The world shifted again.
This time, it wasn't screaming or mocking laughter that filled the air. It was the dull, repetitive thud of fists against flesh.
A blond boy stood tall in the middle of a training room. The place was built like a private gym—pristine floors, punching bags, sparring mats, weapons on racks. But there was nothing disciplined or noble about what was happening here.
Jayden was on the floor, hunched over, struggling to breathe.
"Sebastian, please... I told you, I'm not strong. I don't know how to fight," he begged.
"Shut up, dog!" Sebastian snarled, slamming a kick into Jayden's gut. "You don't understand the shame I carry, the humiliation of not being ranked top ten. I should be feared. I should be famous. And you? You get to be invisible. You don't know what pressure is."
Every word came with another kick, another punch, another verbal lashing. Sebastian, Jayden's older stepbrother, had been consumed with bitterness and rage. His mediocrity in the virtual world became Jayden's burden to bear in the real one.
Jayden had forgotten some of these beatings. But now, as each one replayed before his eyes, it was like reliving them blow for blow. There were no allies. No family. No mercy.
More scenes followed—faster, sharper, more disjointed. A dozen Jaydens across time, flinching from the strike before it landed. A hundred slaps, kicks, bruises, betrayals. People he'd trusted turning their backs. People he'd loved tearing him down. His mind felt like it was unraveling as he was forced to watch it all, again and again.
And still, he didn't speak.
---
The world around him was chaos — fire raining from above, the final boss screaming in its death throes, its health bar blinking red.
"Nova, we've almost got it!" Varyn shouted.
Jayden didn't respond. His focus was razor-sharp, reading the boss's final pattern. Just one more sequence.
Suddenly, a strange glow pulsed beneath him.
"What the hell is this?" he asked, stepping back, but the glyphs under his feet locked him in place.
Lily's voice cut through the static. "I'm sorry…"
Before he could ask, a blinding light erupted from the circle. His limbs froze. Every item in his inventory vanished one by one. A cold system message scrolled across his retina:
"Ancient Curse of Ruin active!"
His screen dimmed.

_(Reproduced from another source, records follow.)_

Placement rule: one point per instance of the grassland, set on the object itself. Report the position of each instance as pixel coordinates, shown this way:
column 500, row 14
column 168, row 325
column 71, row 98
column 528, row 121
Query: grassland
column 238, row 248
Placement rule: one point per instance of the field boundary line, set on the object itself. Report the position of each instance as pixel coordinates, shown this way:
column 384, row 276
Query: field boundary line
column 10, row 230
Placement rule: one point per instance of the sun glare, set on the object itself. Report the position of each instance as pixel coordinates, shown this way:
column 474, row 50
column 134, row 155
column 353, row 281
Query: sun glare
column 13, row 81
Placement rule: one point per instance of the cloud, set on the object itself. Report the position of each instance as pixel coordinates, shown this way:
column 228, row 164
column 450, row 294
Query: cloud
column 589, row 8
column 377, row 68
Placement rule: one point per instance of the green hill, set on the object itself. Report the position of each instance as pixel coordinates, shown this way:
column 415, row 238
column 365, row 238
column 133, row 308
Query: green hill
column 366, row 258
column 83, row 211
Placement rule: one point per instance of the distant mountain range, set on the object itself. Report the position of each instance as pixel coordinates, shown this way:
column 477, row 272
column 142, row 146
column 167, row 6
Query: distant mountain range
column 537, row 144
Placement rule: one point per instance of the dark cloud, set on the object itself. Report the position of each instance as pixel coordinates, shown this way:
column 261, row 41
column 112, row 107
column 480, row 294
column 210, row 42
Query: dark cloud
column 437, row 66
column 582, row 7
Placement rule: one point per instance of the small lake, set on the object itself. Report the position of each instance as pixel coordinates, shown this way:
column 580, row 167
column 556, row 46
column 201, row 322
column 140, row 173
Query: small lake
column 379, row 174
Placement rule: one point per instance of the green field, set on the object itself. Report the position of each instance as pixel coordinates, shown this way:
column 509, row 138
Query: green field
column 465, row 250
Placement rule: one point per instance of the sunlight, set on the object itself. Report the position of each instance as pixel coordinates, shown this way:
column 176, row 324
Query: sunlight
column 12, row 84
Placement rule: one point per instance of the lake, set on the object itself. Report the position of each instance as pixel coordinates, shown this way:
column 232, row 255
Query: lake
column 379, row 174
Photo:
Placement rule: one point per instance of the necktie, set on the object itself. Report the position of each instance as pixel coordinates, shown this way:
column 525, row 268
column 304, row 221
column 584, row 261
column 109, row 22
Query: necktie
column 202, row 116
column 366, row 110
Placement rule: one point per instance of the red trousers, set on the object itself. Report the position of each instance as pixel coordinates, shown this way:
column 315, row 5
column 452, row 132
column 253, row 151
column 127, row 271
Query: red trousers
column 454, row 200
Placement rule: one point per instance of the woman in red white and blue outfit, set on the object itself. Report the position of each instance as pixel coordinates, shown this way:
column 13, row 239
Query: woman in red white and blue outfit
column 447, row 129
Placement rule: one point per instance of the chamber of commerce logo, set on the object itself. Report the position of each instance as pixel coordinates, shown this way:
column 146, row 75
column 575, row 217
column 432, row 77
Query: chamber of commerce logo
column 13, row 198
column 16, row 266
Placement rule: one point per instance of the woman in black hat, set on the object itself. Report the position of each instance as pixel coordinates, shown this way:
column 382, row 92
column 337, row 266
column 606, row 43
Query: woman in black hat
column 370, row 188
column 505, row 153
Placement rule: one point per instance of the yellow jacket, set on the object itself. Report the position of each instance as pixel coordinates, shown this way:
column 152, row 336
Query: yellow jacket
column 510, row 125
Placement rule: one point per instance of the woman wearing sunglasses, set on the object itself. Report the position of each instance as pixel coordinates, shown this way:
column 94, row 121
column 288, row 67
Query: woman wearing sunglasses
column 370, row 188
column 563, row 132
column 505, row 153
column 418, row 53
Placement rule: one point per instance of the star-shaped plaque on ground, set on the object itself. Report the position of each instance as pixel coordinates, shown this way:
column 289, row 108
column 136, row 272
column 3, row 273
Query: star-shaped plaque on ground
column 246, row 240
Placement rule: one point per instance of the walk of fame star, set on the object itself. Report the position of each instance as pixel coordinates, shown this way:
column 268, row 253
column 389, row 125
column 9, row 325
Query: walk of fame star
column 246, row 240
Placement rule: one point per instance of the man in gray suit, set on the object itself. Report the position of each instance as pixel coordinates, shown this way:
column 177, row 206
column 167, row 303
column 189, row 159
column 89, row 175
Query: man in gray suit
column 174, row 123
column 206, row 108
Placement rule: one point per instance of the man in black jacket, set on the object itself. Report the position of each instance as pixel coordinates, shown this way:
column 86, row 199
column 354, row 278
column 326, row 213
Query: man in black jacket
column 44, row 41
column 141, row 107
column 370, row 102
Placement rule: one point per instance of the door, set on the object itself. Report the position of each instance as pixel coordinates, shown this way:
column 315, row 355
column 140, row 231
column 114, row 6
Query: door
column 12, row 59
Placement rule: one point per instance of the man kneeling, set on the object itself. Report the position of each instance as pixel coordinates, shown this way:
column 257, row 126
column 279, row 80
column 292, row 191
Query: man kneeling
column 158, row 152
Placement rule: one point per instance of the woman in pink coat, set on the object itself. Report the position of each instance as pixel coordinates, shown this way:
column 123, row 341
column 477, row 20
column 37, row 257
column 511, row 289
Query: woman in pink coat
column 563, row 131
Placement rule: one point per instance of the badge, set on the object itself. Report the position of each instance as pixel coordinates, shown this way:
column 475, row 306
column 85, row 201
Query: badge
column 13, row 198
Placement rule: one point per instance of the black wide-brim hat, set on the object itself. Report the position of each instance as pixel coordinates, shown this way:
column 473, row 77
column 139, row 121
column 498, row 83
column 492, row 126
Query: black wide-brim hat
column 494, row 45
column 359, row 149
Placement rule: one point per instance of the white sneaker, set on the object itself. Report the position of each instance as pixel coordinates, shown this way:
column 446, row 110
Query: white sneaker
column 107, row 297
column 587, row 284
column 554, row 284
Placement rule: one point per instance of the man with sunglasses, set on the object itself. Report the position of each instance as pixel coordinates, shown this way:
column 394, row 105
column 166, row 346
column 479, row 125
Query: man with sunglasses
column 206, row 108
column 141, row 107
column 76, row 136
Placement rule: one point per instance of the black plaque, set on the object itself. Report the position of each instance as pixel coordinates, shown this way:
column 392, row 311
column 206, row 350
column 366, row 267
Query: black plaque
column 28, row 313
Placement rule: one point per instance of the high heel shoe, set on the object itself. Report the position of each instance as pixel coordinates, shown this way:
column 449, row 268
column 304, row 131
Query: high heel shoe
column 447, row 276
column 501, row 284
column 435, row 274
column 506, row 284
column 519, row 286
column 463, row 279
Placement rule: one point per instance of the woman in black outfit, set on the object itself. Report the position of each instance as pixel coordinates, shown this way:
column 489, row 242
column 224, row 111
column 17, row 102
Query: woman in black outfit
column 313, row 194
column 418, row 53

His character fell to his knees as the armor covering his body dissolved into nothing.
He looked up, and they were all staring at him — Varyn, Lily, Ravenor… every top guild member, their eyes filled with guilt. None stepped forward. None helped.
"Why…?" Jayden whispered.
"You were too powerful," Varyn muttered. "Too famous. Too untouchable. We could never be more than your shadows."
"And the curse?" Jayden growled.
"Prepared months ago," Lily said, not bothering to hide the smirk. "We just needed you to drop your guard."
Jayden was speechless.
Years. Years of loyalty and leadership, gone in a moment.
A week later, the guild released a public statement:
"Nova, the legend, has chosen to retire after completing every challenge known to mankind. He wishes to leave quietly, as a hero, without interviews or fanfare."
The world mourned a champion who never got to tell his side.
Jayden watched from the shadows, a level 1 ghost in the system, his name now a monument built on lies.
---
He just stood there, frozen. The weight of a life unloved and unwanted sitting squarely on his chest.
Finally, the torrent of memories stopped. The world around him returned to the tree, the swing, the soft green forest. The younger Jayden was still there, standing where the nightmare had started.